Mr. Cecil Burleigh laughed and said, "Miss Fairfax is right. She will
wear my colors and I will adopt her logic, and, ostrich-like, refuse to
see the perils that threaten me."
"No, no," remonstrated Bessie casting off her shy reserve under
encouragement. "So far from hiding your face, you must make it familiar
in every street in Norminster. You must seek if you would find, and ask
if you would have. I would. I should hate to be beaten by my own
neglect, worse than by my rival."
Mr. Fairfax was electrified at this brusque assertion of her sentiments
by his granddaughter. Her audacity seemed at least equal to her shyness.
"Very good advice, Elizabeth; make him follow it," said he dryly.

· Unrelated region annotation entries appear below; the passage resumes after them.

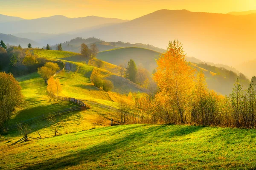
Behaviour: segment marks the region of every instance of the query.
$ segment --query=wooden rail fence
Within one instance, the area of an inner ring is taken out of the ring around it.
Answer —
[[[5,130],[12,130],[16,129],[17,127],[17,124],[20,123],[23,125],[31,125],[32,124],[37,123],[43,120],[48,119],[52,116],[59,116],[69,112],[72,112],[75,111],[81,110],[86,109],[85,106],[79,106],[71,108],[65,109],[63,110],[59,110],[57,111],[49,113],[47,114],[44,114],[33,118],[29,119],[23,121],[17,122],[15,123],[10,124],[5,128]]]

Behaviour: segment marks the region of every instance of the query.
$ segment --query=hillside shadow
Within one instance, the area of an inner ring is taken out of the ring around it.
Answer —
[[[77,55],[68,57],[61,58],[60,59],[75,62],[84,62],[86,64],[87,63],[88,61],[88,59],[87,59],[81,55]]]
[[[166,127],[166,125],[154,126],[148,129],[140,128],[142,126],[144,126],[146,125],[125,128],[123,130],[114,132],[114,134],[117,135],[123,131],[131,129],[134,129],[134,132],[130,133],[124,137],[109,141],[108,143],[102,142],[92,147],[80,150],[74,153],[36,164],[31,167],[26,167],[26,169],[63,169],[66,166],[77,165],[81,162],[86,164],[90,162],[102,161],[105,156],[109,154],[113,154],[114,156],[114,155],[122,155],[124,154],[123,150],[125,148],[125,152],[129,152],[137,148],[146,146],[148,143],[156,142],[159,139],[158,137],[156,135],[158,134],[158,132],[162,134],[161,133],[161,131],[165,129]],[[170,132],[172,134],[169,136],[169,137],[187,135],[198,131],[201,128],[184,126],[180,127],[180,129]],[[186,130],[188,131],[188,132],[186,132]],[[131,130],[129,131],[130,131]],[[115,158],[113,157],[111,161],[113,161]],[[20,167],[20,168],[23,168],[23,167]]]

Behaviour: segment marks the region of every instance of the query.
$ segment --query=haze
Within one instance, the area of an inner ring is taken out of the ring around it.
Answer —
[[[0,0],[1,14],[26,19],[56,14],[70,17],[95,15],[132,20],[154,11],[186,9],[227,13],[256,9],[255,0]]]

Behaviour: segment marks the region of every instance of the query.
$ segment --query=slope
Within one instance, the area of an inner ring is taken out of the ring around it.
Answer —
[[[163,48],[169,41],[177,38],[188,56],[234,65],[254,58],[256,30],[256,15],[162,10],[114,26],[84,31],[79,35],[97,36],[108,41],[140,42]]]
[[[126,47],[100,52],[97,57],[116,65],[125,65],[131,59],[138,66],[142,66],[152,72],[157,67],[156,59],[160,54],[159,52],[145,48]]]
[[[2,139],[0,167],[254,169],[256,133],[255,130],[137,124],[81,131],[15,145],[11,144],[14,139],[10,143]]]

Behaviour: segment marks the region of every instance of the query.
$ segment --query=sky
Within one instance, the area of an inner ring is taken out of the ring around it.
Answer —
[[[227,13],[256,9],[256,0],[0,0],[0,14],[26,19],[62,15],[133,20],[163,9]]]

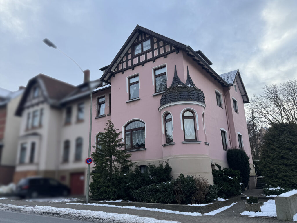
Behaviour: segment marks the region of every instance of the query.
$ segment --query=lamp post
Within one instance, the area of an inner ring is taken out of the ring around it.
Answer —
[[[50,47],[52,47],[54,48],[54,49],[56,49],[59,51],[60,51],[61,53],[64,54],[64,55],[66,56],[67,57],[69,58],[70,59],[72,60],[72,61],[75,63],[75,64],[77,65],[79,67],[79,69],[80,69],[82,72],[84,74],[85,74],[85,72],[81,69],[81,67],[77,63],[75,62],[75,61],[72,58],[70,57],[70,56],[68,56],[68,55],[66,54],[65,53],[64,53],[61,50],[59,49],[53,43],[50,41],[48,39],[45,38],[44,40],[43,40],[42,41],[43,43],[47,45],[48,46]],[[91,95],[91,101],[90,103],[90,129],[89,131],[89,152],[88,153],[88,157],[91,157],[91,138],[92,136],[92,89],[91,88],[90,86],[89,85],[90,90],[90,94]],[[90,164],[88,164],[88,170],[87,172],[87,185],[86,187],[86,203],[89,203],[89,186],[90,185]]]

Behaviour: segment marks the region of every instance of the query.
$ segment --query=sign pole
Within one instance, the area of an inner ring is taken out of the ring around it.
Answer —
[[[92,137],[92,110],[93,109],[92,95],[93,92],[91,89],[91,103],[90,104],[90,131],[89,134],[89,151],[88,157],[91,156],[91,139]],[[89,187],[90,186],[90,164],[88,164],[88,170],[87,172],[87,185],[86,188],[86,202],[89,202]]]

"We will give him no rest when we have him at Brentwood," added Miss
Burleigh. "But though he is so cool about it, I believe he is dreadfully
in earnest. Are you not, Cecil?"
"I will not be beaten by my own neglect," was his rejoinder, with a
glance at Bessie, blushing beautifully.
They did not relapse into constraint any more that day. There was no
addition to the company at dinner, and the evening being genially warm,
they enjoyed it in the garden. Mr. Cecil Burleigh and Miss Fairfax even
strolled as far as the ruins in the park, and on the way he enlightened
her respecting some of his opinions, tastes, and prejudices. She heard
him attentively, and found him very instructive. His clever conversation
was a compliment to which, as a bright girl, she was not insensible.